The other was a wet-looking gray.
She looked at them and was silent for a while.
Then she murmured, “They’ve increased.”
No one heard her.
Yet the record remained:
First Observation Record, addendum.
Uten Koharu.
Mirage Frog Trail.
First stage manifestation.
Subject refuses the term “target.”
Declares her own name.
After she typed that, Misora hesitated.
Then she added one more line:
This record is not about her escape.
This is the record of the first time she chose her own place.
Save.
She didn’t send it.
Not yet.
Misora leaned back in her chair.
She was afraid.
Yet she felt she could breathe a little easier.
Someone had said, “She is not a target.”
That alone, for some reason, pierced her heart.
Uten Koharu walked out of the research complex.
The rain had stopped.
The sky was still dark.
But a little light peeked through a break in the clouds.
She took a deep breath.
There was nowhere to go.
No orders.
No protection.
No allies.
Even so, it was better than going back.
At her feet, a frog hopped.
She looked at it and smiled a little.
“Where do you think I should go?”
It didn’t answer.
It simply hopped toward the road.
She began to walk.
Rain or shine.
It wasn’t something someone else told her this time.
Now it was something she decided herself.
Afterword
There is no afterword.
what if i intruput like as i am meidioting to complain about ah there's no hope for left vertical reader symptoms patients...I was conquered and I am behaving in front of foggy Canadian teacher. So if I try to explain about Hiiagi Shu, details and collectable information won't reach to readers. while I am writing this thesis, the band album from yesterday's rising ep the lightwalker came up. their might have there lucid dreams, there acted catastrophic and and maybe to the readers(cunt)were in my head. upcoming Metallica album jacket opposite of stone sour s absolute zero album, ofcause coly said no one laughing now. I was like serious? seems so.happy world mofo ah ma gachilic got anger. see I am corrupted.those were reason of why used AI for translation. を貼り付け形式にして
What if I interrupted the story as myself, rambling and complaining?
Something like:
"Ah, there's no hope for patients suffering from left-vertical-reader symptoms..."
I was already conquered, acting politely in front of some foggy Canadian teacher figure.
If I tried to explain who Hiiragi Shuu really is, or gather all the scattered details and collectible fragments around him, none of it would ever reach the readers.
While writing this thesis, I noticed that the band album from yesterday's Rising EP, The Lightwalker, had appeared again in my mind.
Maybe they had lucid dreams.
Maybe they acted catastrophically.
Maybe, to the readers, they were only voices that existed inside my head.
Then I remembered the upcoming Metallica album jacket.
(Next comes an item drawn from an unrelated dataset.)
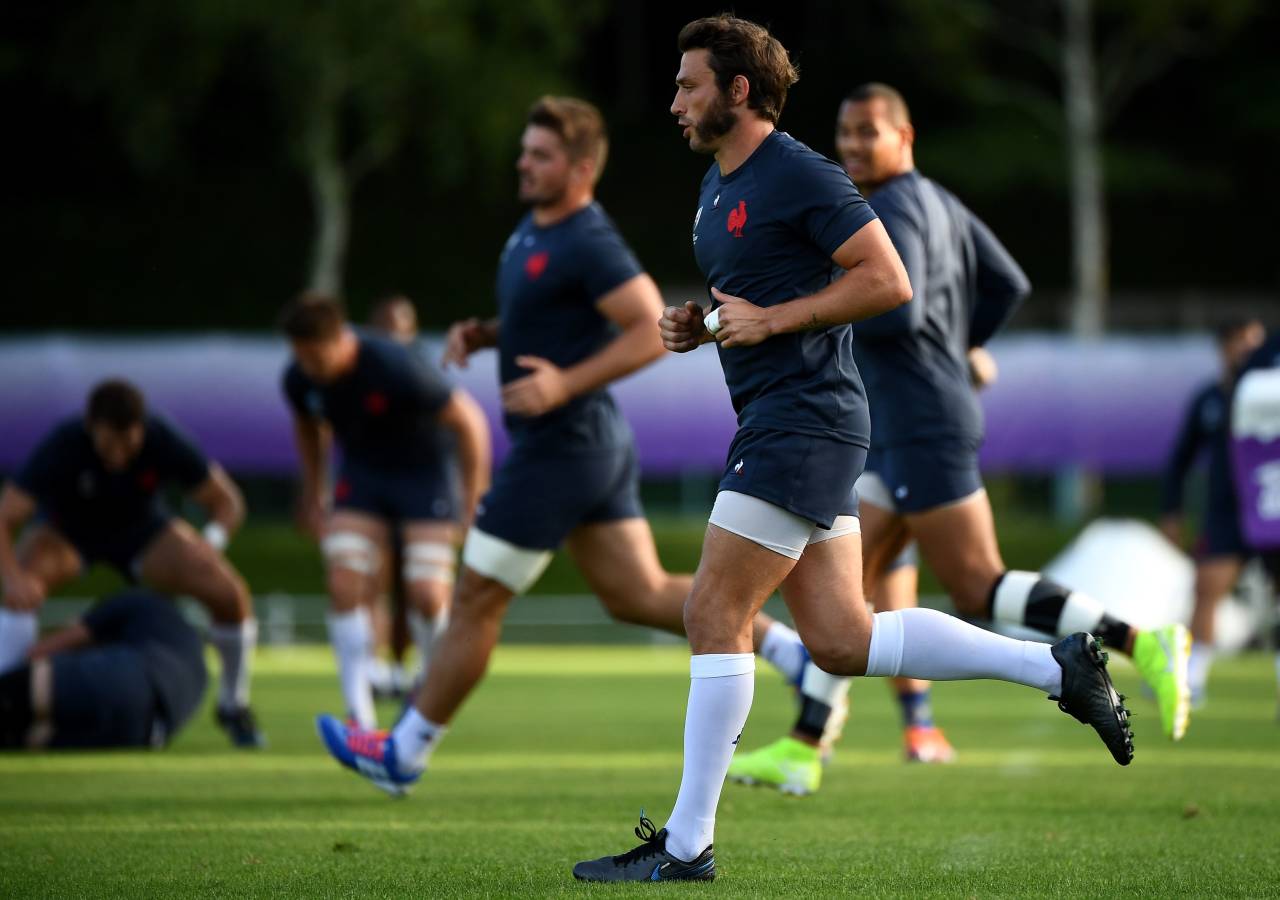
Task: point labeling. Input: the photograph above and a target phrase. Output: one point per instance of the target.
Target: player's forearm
(634, 348)
(865, 291)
It felt like the complete opposite of Stone Sour's Absolute Zero artwork.
Of course, someone would say:
"No one's laughing now."
And my reaction was:
"Seriously?"
Apparently so.
Happy world, huh?
Then my inner gachilic side got angry.
See?
That's what I mean when I say I've been corrupted.
Those are the reasons I ended up using AI for the translation in the first place.
.....,....,......,.....
translation be like those
so, meidical hollowing symptomer me, left 9 and 10 at JPV, I will strudy how to sort writing.
but episode 10 all written by AI, I am not escaping, I just of I have chance to talk I can write others with low spec.
I hoolay human, people and efforting every.
bye. notice, invisible, no rights, etc aren't importants.
I am hating my shootable era will psyche with war broadcasted news.